Cosatu warns govt. against e-tolls
Cosatu is adamant that Thursday’s ConCourt ruling does not change its position on e-tolls.
JOHANNESBURG - The Congress of South African Trade Unions (Cosatu) on Thursday warned government not to implement the contentious Gauteng e-tolls until consultations with all stakeholders are concluded.
The federation is adamant that Thursday's Constitutional Court ruling does not change its position on the matter, saying it is still opposed to the project.
Earlier, South Africa's top court set aside an interim order which prevented the South African National Roads Agency Limited (Sanral) from rolling out e-tolls.
The ruling means the agency could theoretically start implementing system, but this is pending a full review in the North Gauteng High Court scheduled for November.
Cosatu General Secretary Zwelinzima Vavi said the trade union was not deterred in its fight against the project.
"Our objection remains, we are opposed to the e-tolls."
Thursday's judgment was handed down by Deputy Chief Justice Dikgang Moseneke.
GOVERNMENT WELCOMES RULING
Both Sanral and National Treasury approached the Constitutional Court to ask for the North Gauteng High Court interdict to be overturned.
It argued that Sanral was losing R225 million in revenue for every month that tolling was delayed.
Government also argued that the Pretoria court's ruling would have an impact on the separation of power between the executive and judiciary.
Transport Director-General George Mahlalela welcomed the latest judgement.
"We think it is an important ruling for the country.

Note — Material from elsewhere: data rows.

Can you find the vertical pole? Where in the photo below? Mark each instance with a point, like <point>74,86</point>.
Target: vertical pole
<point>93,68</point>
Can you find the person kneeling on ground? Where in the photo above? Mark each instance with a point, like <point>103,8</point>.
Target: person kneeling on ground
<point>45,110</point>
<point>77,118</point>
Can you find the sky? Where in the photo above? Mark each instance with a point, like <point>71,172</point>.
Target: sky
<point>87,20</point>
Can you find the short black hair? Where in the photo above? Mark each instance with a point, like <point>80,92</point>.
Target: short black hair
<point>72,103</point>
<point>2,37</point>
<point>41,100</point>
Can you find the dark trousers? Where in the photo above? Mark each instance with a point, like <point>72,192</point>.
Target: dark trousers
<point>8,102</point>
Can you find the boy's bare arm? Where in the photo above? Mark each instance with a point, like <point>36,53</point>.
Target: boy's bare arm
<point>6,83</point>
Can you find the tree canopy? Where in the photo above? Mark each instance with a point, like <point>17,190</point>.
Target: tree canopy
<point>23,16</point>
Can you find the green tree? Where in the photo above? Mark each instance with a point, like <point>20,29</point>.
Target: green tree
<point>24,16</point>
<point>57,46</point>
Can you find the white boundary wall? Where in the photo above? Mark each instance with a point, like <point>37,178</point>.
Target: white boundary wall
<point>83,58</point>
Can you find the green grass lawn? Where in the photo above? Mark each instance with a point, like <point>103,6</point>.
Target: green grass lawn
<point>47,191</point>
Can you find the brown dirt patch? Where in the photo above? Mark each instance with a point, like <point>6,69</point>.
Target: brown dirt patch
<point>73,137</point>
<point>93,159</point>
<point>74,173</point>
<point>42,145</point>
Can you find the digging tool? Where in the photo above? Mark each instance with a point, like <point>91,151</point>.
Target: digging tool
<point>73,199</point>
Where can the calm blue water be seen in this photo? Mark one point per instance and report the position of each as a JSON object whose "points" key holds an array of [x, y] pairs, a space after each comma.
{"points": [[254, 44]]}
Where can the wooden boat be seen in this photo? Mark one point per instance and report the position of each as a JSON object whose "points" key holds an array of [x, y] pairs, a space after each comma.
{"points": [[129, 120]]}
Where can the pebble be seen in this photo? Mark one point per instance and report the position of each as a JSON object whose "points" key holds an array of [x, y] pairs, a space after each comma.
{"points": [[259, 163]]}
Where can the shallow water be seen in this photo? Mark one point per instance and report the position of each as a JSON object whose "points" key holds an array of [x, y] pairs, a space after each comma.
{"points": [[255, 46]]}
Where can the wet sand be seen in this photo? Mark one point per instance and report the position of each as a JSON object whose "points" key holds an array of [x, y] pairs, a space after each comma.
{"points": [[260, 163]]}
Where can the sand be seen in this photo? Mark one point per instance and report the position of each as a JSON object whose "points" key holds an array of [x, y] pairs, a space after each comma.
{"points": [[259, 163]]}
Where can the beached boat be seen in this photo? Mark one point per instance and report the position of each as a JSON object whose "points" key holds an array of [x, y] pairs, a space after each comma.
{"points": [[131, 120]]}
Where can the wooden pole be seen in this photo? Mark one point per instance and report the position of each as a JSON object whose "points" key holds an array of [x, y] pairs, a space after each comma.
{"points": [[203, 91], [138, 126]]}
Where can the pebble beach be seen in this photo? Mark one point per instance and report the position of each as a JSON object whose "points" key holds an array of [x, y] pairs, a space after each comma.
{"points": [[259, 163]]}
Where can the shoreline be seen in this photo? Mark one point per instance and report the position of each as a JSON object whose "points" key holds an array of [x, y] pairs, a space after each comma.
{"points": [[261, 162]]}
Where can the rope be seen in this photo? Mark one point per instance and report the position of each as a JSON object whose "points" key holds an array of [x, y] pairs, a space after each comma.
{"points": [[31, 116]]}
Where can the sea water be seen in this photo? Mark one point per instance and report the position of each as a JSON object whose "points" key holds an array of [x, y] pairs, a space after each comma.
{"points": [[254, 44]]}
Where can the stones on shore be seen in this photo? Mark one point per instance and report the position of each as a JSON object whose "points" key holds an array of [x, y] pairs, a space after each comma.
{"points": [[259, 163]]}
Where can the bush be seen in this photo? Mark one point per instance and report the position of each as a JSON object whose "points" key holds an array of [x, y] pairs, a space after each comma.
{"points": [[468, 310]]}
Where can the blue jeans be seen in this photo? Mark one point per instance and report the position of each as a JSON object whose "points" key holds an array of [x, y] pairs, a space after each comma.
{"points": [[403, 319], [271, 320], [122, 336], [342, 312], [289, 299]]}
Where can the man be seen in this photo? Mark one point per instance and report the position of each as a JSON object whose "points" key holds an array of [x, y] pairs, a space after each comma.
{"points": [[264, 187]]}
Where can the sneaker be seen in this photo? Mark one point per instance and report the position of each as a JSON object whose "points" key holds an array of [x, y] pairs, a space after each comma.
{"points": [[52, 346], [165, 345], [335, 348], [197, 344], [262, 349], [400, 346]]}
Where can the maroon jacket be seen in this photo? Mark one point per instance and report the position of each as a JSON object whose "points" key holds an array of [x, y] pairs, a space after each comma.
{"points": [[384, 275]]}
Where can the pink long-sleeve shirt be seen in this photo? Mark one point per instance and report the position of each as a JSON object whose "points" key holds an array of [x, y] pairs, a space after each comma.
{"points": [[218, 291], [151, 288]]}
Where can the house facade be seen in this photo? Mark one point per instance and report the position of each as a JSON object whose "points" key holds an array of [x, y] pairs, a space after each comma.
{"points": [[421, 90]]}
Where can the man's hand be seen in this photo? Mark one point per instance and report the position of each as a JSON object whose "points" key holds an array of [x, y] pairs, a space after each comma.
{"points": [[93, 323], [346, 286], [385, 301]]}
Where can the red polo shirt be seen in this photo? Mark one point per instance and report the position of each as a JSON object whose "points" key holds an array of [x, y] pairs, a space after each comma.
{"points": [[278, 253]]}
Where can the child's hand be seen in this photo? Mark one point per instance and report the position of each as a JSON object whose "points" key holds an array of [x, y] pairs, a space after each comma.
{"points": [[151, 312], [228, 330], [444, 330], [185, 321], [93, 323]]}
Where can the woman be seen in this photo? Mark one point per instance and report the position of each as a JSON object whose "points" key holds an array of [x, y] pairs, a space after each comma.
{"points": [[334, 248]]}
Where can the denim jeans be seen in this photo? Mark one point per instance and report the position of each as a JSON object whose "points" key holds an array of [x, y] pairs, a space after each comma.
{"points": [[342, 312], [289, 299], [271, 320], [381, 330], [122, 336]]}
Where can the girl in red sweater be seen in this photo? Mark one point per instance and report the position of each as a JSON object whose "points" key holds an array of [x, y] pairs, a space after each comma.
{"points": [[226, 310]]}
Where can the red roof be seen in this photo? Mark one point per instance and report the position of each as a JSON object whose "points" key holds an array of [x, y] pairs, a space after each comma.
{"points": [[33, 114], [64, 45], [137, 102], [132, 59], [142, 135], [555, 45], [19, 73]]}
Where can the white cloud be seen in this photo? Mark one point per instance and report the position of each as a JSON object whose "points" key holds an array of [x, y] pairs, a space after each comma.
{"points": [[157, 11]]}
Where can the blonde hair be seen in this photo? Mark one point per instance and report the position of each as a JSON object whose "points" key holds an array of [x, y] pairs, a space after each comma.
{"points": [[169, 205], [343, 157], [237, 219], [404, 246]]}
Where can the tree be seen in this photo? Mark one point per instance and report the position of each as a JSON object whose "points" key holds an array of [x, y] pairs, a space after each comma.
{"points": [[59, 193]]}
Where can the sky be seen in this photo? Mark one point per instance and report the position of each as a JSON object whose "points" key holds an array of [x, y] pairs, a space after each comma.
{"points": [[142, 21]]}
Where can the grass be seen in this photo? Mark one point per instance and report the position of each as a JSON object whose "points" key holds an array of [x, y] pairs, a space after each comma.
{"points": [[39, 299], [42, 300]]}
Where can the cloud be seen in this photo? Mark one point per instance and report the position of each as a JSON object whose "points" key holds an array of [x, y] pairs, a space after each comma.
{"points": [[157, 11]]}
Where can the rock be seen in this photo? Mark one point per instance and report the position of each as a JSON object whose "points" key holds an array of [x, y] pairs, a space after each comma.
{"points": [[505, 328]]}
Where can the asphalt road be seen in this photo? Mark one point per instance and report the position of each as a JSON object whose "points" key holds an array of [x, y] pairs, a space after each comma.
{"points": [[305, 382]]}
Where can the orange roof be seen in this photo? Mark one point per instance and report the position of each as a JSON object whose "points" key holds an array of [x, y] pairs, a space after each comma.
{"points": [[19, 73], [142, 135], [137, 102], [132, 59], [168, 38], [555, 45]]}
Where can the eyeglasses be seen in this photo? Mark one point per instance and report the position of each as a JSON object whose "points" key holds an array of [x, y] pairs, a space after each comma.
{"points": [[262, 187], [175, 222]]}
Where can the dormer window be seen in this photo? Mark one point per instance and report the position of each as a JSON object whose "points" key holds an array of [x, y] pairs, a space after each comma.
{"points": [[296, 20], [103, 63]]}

We are talking about taxpayers' money and its usage."
Mahlalela said a decision on the launch would be announced at a later date.
OUTA TO FIGHT ON
The application to halt the e-tolling project was lodged by the Opposition to Urban Tolling Alliance (Outa), just days before the project was due to start in April.
The alliance's Wayne Duvenhage said this is not the end of the road.
"It doesn't necessarily scupper our case in the review. We are very confident with our case. The question now is, when Sanral will roll out the project."
If approved, Gauteng motorists will have to fork out at least 30 cents per kilometre to use a large part of the province's highways.